Penile cancer is an uncommon malignancy that is psychologically devastating to the patient and can pose a challenge to clinicians. Patients with this condition tend to delay seeking medical attention due to embarrassment, guilt, fear, neglect, and denial. Additionally, the lesions are generally painless and do not typically cause erectile dysfunction or voiding difficulties in their early stages.

Patients often attempt to self-medicate with lotions, creams, or salves before seeking care. Up to 50% of patients with penile cancers will have delayed seeking medical attention for the lesion for up to 1 year.
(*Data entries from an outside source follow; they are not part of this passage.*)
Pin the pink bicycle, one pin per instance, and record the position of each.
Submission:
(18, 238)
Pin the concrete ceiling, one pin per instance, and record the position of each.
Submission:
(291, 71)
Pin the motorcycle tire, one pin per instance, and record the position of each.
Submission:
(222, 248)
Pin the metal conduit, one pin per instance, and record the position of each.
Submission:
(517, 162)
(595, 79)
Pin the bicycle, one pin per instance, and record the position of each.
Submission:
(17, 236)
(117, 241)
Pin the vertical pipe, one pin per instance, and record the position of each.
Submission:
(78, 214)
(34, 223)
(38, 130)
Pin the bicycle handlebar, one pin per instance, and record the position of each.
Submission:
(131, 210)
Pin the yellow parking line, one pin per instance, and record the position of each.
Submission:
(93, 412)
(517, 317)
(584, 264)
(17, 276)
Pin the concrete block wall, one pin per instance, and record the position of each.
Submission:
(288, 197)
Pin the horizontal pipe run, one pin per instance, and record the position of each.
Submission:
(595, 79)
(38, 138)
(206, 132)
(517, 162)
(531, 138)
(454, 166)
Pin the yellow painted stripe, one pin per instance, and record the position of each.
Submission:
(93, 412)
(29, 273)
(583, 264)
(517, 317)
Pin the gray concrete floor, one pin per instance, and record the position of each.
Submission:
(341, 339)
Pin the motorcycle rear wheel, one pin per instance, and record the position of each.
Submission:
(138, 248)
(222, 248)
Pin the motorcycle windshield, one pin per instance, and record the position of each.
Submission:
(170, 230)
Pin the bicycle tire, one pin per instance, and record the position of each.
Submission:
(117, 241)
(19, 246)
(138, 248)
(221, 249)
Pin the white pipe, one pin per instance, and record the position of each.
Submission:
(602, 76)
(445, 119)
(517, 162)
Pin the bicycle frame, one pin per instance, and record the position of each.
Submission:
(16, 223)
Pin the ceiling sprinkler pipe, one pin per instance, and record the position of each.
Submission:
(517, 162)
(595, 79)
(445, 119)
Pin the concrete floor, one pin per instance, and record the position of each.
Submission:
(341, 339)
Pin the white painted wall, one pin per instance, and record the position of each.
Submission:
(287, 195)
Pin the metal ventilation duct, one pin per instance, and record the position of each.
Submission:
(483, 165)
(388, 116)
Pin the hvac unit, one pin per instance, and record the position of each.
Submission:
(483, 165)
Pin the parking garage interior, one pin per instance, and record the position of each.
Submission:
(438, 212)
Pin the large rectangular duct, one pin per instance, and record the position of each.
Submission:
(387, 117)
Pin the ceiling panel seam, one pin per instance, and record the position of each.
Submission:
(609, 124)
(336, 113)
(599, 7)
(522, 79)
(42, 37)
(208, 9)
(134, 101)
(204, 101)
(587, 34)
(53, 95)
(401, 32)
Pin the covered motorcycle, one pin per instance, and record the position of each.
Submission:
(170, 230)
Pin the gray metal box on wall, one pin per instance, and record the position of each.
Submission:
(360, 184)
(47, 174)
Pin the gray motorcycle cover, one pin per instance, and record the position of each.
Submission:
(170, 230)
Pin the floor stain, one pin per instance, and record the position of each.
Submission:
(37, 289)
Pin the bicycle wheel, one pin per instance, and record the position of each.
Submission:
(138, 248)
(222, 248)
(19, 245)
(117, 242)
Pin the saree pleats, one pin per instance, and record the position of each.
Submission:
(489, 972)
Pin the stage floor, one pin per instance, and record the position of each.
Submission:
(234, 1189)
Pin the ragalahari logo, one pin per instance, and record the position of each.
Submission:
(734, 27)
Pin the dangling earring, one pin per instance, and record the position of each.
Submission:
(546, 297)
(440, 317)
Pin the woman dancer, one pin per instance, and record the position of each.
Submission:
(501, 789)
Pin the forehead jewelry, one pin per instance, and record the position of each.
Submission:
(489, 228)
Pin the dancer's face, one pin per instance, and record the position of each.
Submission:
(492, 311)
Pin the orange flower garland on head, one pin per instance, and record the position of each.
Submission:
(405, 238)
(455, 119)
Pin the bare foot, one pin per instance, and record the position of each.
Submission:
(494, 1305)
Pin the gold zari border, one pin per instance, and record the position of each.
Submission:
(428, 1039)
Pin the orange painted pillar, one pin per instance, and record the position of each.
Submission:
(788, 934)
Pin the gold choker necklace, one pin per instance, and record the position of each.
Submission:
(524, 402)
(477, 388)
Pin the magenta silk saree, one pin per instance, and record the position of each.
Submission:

The delays in treatment may also be partly attributable to clinicians, as an estimated 25% of penile malignancies are diagnosed initially as benign lesions.

Many patients receive ointments, salves, and antibiotics from their clinician before seeing a urologist or dermatologist. The COVID-19 pandemic exacerbated this problem, especially as virtual visits are notoriously inadequate in evaluating penile lesions and possible carcinoma. This delay in diagnosis is quite serious, as it can decrease the likelihood of survival, increase morbidity, and limit the ability to retain a functioning, satisfactory result after surgical intervention.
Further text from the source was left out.